Którejś niedzieli na samym środku skrzyżowania pojawił się nagle radiowóz. Policjanci nie zwrócili nawet uwagi na znajdującego się tuż przed nimi sprzedawcę losów loterii zwierzęcej – brakowało tylko, żeby dla wygody rozsiadł się im na zderzaku. Po pół godziny odjechali z piskiem opon. W jednym z pobliskich domów od razu zadzwonił telefon. Na linii czekał pewien bardzo poważany na Brasie jegomość, parający się zajęciami przewidywanymi w kodeksie karnym: „Widać było, z którego to posterunku? Bo jeśli z takiego a takiego, to już im płaciłem”.

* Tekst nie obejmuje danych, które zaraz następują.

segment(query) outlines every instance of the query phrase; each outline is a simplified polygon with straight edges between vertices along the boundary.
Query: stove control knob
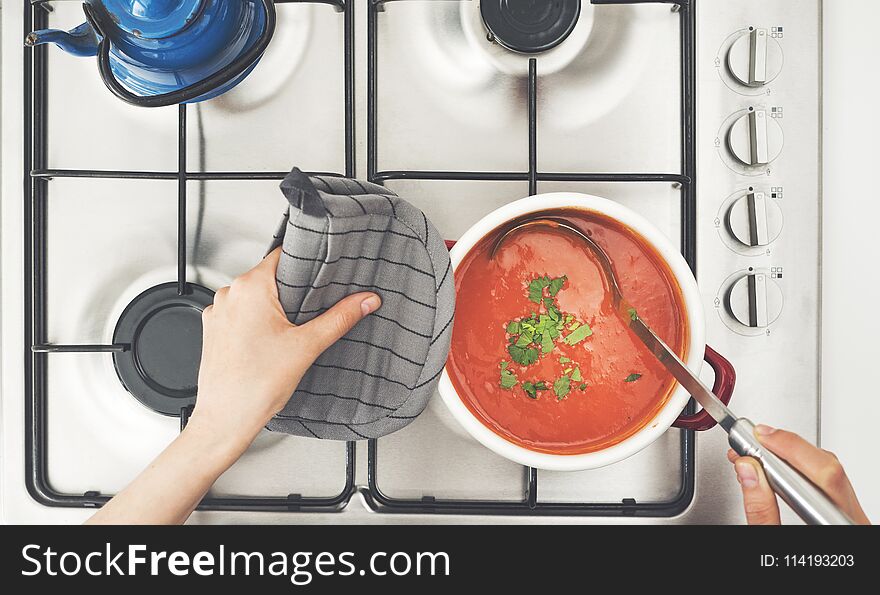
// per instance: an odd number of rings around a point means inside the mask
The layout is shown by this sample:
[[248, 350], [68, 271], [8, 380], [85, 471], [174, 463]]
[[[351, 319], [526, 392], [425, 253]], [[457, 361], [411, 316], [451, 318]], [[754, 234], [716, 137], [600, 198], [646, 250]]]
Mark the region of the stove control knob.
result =
[[743, 326], [765, 328], [782, 313], [782, 290], [769, 275], [749, 273], [730, 288], [727, 306]]
[[766, 246], [782, 231], [782, 209], [765, 193], [749, 188], [727, 212], [727, 228], [746, 246]]
[[763, 166], [782, 152], [782, 127], [766, 110], [749, 108], [737, 119], [727, 134], [730, 152], [745, 165]]
[[749, 27], [727, 52], [727, 69], [747, 87], [761, 87], [782, 71], [782, 47], [767, 29]]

Niedziele ciągną się w Brasilândii tak jak wszędzie indziej na świecie. Jedyna nadzieja w wieczornych próbach szkoły samby Rosas de Ouro. Znacznie bardziej niż rap na Brasie panują samba, pagode i forró. W trakcie odbywającej się w dzielnicy przedpremiery filmu Antônia przez całą projekcję – nawet w scenach, gdy dziewczyny rapowały – słychać było podkład perkusyjny. Widownia zachodziła w głowę, próbując pojąć, co Tata Amaral chciał przez to przekazać. Jedni wysnuli swoje teorie, drudzy nabawili się bólu głowy. Wszystko na nic. Okazało się, że zaraz obok powstałego na poczekaniu kina trwała próba zespołu karnawałowego, narzucając rytm jak bijące serce Brasy.
W poniedziałek z samego rana pięćdziesięciosiedmioletni pan Edimar, mający trzynaścioro dzieci i szesnaścioro wnuków, wylądował przy barze w knajpie na rogu cały roztańczony: „Rodowód mój jest taki, panienko: mój niebieskooki dziadek z Portugalii wyhaczył moją babkę, z której była słuszna Murzynka, i wyszło im takie byle co”. Gdy objaśnił już swoje pochodzenie, przedstawił cel wizyty: „Przyszedłem po cukierki. Prawie czterdzieści lat po ślubie, a moja stara dalej narzeka, że z mordy mi naftą zionie”.
Eliane Brum, Kolekcjoner porzuconych dusz. Reportaże z Brazylii, tłum: Gabriel Borowski, fragment ze stron: 67 – 73.